The longtime great Georgia play-by-play man Larry Munson famously said what everybody else was thinking: "My God, a freshman!"
MIAMI 31, FLORIDA STATE 0, Sept. 3, 1988
Bobby Bowden's first preseason No. 1 team was loaded, with Deion Sanders, LeRoy Butler and Sammie Smith, just to name a few.
And the Hurricanes ripped the overconfident Seminoles to shreds, behind a ferocious defense anchored by Cortez Kennedy and Russell Maryland up front.
Florida State didn't lose again and finished No. 3 in the country. Miami lost only once, a 31-30 defeat at eventual national champion Notre Dame, and finished No. 2.
NORTHWESTERN 17, NOTRE DAME 15, Sept. 2, 1995
Northwestern was the worst. Simple as that. For years, the Wildcats epitomized football futility.

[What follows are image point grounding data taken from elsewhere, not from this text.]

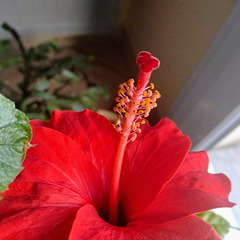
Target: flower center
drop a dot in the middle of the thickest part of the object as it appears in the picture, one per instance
(133, 105)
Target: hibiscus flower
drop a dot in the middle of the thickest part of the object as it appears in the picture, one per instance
(85, 179)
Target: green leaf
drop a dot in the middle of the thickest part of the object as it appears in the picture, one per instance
(42, 85)
(15, 135)
(220, 224)
(4, 46)
(10, 62)
(68, 74)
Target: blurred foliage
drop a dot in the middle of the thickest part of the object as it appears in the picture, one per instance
(45, 76)
(220, 224)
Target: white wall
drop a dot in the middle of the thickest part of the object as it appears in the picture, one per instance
(54, 18)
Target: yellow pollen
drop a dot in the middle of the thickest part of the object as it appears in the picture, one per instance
(149, 93)
(130, 93)
(120, 92)
(131, 83)
(134, 126)
(134, 136)
(154, 105)
(148, 100)
(127, 99)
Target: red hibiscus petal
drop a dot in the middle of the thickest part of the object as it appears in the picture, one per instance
(94, 134)
(195, 161)
(154, 62)
(56, 181)
(141, 60)
(88, 225)
(144, 54)
(146, 67)
(31, 223)
(186, 194)
(153, 160)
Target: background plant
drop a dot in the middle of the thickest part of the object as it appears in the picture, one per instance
(45, 76)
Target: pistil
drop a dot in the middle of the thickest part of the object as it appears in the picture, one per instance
(133, 103)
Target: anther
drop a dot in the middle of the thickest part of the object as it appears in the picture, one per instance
(149, 93)
(134, 136)
(131, 83)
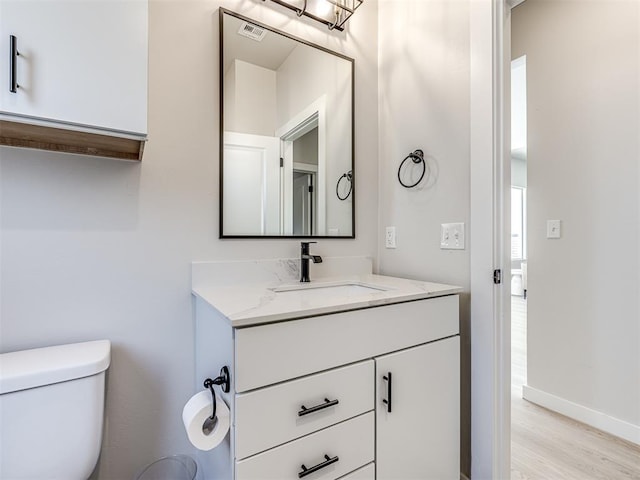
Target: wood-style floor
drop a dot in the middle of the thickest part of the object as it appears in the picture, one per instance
(549, 446)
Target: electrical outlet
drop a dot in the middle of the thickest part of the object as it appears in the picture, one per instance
(390, 237)
(554, 229)
(452, 236)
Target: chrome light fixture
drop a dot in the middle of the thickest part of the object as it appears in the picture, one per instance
(333, 13)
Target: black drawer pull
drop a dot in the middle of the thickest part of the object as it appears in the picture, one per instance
(387, 401)
(327, 403)
(308, 471)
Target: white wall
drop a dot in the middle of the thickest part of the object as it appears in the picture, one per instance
(302, 80)
(583, 64)
(94, 248)
(250, 97)
(424, 103)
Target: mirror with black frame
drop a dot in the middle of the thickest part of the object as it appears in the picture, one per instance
(286, 127)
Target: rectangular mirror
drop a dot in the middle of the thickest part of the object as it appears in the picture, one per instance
(286, 129)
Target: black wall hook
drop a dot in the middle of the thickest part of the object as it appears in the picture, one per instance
(417, 156)
(224, 380)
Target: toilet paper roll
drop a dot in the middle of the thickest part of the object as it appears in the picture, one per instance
(194, 414)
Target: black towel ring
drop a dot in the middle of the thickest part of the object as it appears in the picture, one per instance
(416, 156)
(349, 177)
(225, 384)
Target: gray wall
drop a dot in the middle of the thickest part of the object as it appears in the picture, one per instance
(424, 103)
(94, 248)
(583, 60)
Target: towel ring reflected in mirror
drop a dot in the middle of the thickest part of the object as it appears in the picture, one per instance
(349, 178)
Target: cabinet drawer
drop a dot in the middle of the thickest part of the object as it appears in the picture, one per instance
(351, 442)
(364, 473)
(274, 415)
(274, 353)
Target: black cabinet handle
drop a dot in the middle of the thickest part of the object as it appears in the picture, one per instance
(387, 401)
(308, 471)
(13, 64)
(327, 403)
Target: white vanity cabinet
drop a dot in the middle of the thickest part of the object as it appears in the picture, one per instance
(420, 388)
(308, 399)
(73, 66)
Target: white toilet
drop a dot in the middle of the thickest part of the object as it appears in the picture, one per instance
(51, 411)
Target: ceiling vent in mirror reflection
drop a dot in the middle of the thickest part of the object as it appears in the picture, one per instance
(286, 125)
(252, 31)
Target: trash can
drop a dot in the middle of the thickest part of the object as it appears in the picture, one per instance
(175, 467)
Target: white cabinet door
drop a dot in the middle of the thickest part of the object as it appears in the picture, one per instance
(419, 438)
(80, 62)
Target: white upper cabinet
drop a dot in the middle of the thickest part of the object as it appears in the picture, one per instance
(81, 62)
(77, 66)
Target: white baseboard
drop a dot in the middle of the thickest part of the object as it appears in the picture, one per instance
(593, 418)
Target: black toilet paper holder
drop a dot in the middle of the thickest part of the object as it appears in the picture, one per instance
(224, 380)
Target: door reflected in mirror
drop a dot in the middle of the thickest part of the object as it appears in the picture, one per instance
(287, 134)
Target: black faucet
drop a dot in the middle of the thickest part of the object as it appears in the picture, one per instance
(304, 260)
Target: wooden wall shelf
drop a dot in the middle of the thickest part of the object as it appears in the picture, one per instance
(17, 134)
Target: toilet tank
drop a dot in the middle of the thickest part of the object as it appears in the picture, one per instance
(51, 410)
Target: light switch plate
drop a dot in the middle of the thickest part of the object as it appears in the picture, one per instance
(452, 236)
(554, 229)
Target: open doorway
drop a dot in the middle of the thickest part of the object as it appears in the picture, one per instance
(518, 226)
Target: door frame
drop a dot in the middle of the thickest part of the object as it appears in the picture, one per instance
(490, 37)
(312, 116)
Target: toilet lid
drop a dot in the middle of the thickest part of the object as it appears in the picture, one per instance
(44, 366)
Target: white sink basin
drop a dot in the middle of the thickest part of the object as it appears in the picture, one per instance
(341, 289)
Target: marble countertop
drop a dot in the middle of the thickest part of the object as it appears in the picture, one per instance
(264, 302)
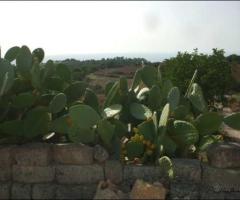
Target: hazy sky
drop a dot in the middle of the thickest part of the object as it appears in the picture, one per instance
(120, 27)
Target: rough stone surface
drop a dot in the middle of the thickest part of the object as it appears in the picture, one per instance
(34, 154)
(73, 154)
(6, 156)
(31, 174)
(107, 190)
(148, 173)
(43, 191)
(114, 171)
(21, 191)
(186, 170)
(219, 179)
(180, 190)
(5, 190)
(100, 154)
(224, 155)
(75, 191)
(145, 190)
(73, 174)
(5, 173)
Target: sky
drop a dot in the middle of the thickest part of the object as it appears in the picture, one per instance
(120, 27)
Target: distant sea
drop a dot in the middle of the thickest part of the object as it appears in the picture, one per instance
(152, 57)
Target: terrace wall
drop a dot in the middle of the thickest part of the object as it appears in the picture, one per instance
(69, 171)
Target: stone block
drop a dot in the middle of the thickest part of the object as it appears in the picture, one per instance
(5, 190)
(75, 191)
(73, 154)
(114, 171)
(5, 173)
(29, 174)
(147, 173)
(145, 190)
(182, 190)
(72, 174)
(21, 191)
(219, 179)
(224, 155)
(43, 191)
(34, 154)
(187, 170)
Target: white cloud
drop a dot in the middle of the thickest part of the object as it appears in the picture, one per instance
(112, 27)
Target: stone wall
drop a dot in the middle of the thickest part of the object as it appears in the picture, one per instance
(69, 171)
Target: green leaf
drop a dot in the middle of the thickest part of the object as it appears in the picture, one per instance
(134, 149)
(91, 99)
(106, 131)
(79, 134)
(84, 116)
(233, 120)
(36, 122)
(140, 111)
(23, 100)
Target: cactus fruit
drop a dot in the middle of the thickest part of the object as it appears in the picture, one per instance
(196, 98)
(147, 130)
(12, 53)
(208, 123)
(112, 110)
(39, 54)
(112, 95)
(166, 167)
(164, 118)
(140, 111)
(136, 80)
(106, 131)
(24, 61)
(154, 98)
(6, 76)
(233, 120)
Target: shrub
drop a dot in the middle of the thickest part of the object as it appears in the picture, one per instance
(214, 72)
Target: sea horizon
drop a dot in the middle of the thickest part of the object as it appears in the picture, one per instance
(152, 57)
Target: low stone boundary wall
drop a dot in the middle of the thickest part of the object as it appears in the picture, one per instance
(69, 171)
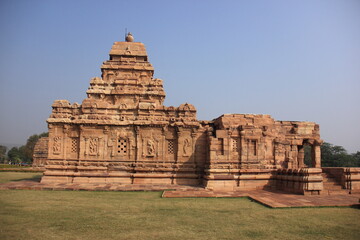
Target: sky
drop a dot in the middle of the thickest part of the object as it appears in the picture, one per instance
(295, 60)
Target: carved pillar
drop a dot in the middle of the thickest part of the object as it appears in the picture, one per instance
(300, 157)
(316, 156)
(243, 149)
(193, 147)
(138, 143)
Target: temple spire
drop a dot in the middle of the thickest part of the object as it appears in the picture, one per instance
(129, 37)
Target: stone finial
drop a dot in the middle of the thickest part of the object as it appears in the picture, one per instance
(129, 37)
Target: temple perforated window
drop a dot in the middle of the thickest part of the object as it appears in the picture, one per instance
(253, 147)
(235, 144)
(74, 145)
(122, 146)
(171, 146)
(220, 147)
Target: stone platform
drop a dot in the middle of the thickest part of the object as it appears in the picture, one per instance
(273, 199)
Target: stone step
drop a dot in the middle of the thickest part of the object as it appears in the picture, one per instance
(337, 192)
(335, 187)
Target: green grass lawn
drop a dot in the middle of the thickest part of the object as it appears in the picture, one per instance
(18, 176)
(26, 214)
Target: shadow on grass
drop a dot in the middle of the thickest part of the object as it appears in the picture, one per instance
(36, 178)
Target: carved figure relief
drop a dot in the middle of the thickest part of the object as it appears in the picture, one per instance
(57, 145)
(93, 146)
(150, 148)
(186, 147)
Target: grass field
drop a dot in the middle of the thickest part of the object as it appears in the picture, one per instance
(26, 214)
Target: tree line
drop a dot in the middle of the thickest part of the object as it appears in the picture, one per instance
(331, 155)
(22, 154)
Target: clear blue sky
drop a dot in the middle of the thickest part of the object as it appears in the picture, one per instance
(295, 60)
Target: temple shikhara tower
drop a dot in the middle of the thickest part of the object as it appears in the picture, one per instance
(123, 134)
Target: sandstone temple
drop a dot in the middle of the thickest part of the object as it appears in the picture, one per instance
(123, 134)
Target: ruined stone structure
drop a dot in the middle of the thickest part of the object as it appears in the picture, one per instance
(123, 134)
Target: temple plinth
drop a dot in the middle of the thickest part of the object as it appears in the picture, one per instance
(123, 134)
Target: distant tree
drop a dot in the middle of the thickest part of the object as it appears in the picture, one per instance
(24, 154)
(2, 154)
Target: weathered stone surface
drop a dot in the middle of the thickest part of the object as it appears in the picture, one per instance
(123, 134)
(40, 152)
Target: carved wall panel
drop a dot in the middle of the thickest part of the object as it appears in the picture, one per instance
(57, 145)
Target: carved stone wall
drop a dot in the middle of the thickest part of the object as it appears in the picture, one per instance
(40, 152)
(123, 134)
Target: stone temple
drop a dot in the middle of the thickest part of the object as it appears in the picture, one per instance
(123, 134)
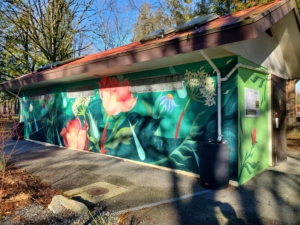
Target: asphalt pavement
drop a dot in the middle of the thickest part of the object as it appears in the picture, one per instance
(158, 196)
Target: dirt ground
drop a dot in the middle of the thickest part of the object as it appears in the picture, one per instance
(20, 189)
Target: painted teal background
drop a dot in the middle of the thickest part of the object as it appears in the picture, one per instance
(147, 132)
(253, 159)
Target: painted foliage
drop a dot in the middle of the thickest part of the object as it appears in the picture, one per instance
(161, 127)
(253, 131)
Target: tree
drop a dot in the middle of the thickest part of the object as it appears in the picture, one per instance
(46, 28)
(149, 21)
(112, 24)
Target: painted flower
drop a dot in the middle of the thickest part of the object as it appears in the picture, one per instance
(168, 102)
(254, 136)
(116, 96)
(209, 101)
(74, 135)
(30, 107)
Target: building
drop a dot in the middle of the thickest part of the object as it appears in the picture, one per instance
(154, 101)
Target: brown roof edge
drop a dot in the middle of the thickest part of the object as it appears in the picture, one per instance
(239, 31)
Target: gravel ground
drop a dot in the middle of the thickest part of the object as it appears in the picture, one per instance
(37, 214)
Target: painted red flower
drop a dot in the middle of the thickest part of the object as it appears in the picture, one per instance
(254, 136)
(74, 135)
(116, 96)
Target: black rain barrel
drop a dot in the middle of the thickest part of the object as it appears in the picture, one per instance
(18, 131)
(214, 160)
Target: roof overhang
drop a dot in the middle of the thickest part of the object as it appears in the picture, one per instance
(176, 49)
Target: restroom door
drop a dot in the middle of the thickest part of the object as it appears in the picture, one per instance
(278, 120)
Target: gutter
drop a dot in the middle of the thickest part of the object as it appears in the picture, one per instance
(220, 80)
(20, 103)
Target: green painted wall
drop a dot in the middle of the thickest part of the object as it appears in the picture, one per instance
(161, 128)
(253, 133)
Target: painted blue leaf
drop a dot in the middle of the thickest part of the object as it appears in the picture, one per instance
(241, 123)
(183, 92)
(248, 169)
(231, 110)
(58, 138)
(197, 158)
(36, 126)
(253, 164)
(255, 79)
(138, 145)
(175, 162)
(229, 134)
(261, 83)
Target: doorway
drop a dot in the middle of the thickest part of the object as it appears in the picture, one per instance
(278, 104)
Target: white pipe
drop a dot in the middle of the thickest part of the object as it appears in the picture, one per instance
(243, 66)
(20, 104)
(219, 138)
(220, 80)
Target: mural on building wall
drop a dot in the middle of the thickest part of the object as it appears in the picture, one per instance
(158, 127)
(253, 131)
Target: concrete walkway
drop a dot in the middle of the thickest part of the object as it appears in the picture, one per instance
(157, 196)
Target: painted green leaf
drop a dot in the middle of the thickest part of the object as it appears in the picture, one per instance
(241, 122)
(175, 162)
(124, 135)
(255, 79)
(198, 117)
(253, 164)
(148, 108)
(138, 145)
(114, 130)
(194, 134)
(247, 168)
(232, 109)
(191, 142)
(240, 149)
(195, 128)
(155, 110)
(91, 139)
(179, 154)
(230, 134)
(185, 148)
(261, 84)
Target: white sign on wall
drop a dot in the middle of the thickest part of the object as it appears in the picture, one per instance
(154, 84)
(251, 103)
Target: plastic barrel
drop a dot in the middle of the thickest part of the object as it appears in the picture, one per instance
(18, 131)
(214, 162)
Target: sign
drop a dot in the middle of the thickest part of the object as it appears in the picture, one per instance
(251, 103)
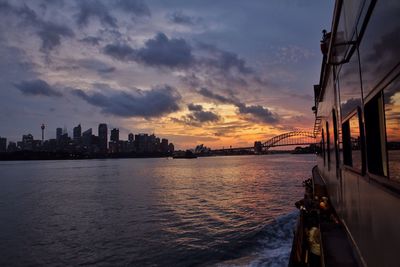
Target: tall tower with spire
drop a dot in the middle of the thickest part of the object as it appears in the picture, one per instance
(42, 127)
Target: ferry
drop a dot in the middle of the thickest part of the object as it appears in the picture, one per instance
(350, 214)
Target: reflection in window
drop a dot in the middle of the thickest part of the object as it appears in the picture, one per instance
(328, 144)
(375, 135)
(355, 139)
(379, 49)
(352, 155)
(392, 115)
(350, 86)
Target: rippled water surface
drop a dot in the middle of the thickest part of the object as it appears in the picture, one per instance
(219, 211)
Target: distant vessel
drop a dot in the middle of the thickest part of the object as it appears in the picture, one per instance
(350, 213)
(185, 155)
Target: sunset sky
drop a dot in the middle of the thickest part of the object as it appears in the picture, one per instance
(217, 73)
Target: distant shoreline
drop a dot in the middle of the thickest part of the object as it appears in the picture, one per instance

There was no reason to expect anything different in 1995. Then the Wildcats, a 28-point underdog, beat the ninth-ranked Fighting Irish at Notre Dame Stadium.
Northwestern had not opened the season with a victory since 1975. The Wildcats were far from done, going on to win the Big Ten and play in the Rose Bowl for the first time since 1949.
APPALACHIAN STATE 34, MICHIGAN 32, Sept. 1, 2007
The day college football fans became acquainted with Boone, N.C. The Mountaineers were a Division I-AA (now FCS) powerhouse but still nobody gave them a chance at the Big House against the No. 5 team in the country.
The Wolverines had Chad Henne, Mike Hart and Jake Long on a powerful offense, but the defense was helpless to stop Armanti Edwards, Dexter Jackson and App State's spread offense.
Appalachian State kicked a 24-yard field goal with 1:11 left to go ahead and Corey Lynch blocked Michigan's 37-yard attempt as time expired and for the first time a ranked major college team had lost to a team from the lower tier of Division I.
Extra point: The Citadel 10, Arkansas 3, Sept. 5, 1992. The Razorbacks' first game as a member of the Southeastern Conference was one of the low points in program history. After losing to the I-AA (now FCS) team from South Carolina at home, Arkansas coach Jack Crowe resigned the next day. On Saturday, Crowe leads Jacksonville State into Fayetteville to take on the 10th-ranked Razorbacks, trying to pull an even bigger upset than the one 20 years ago.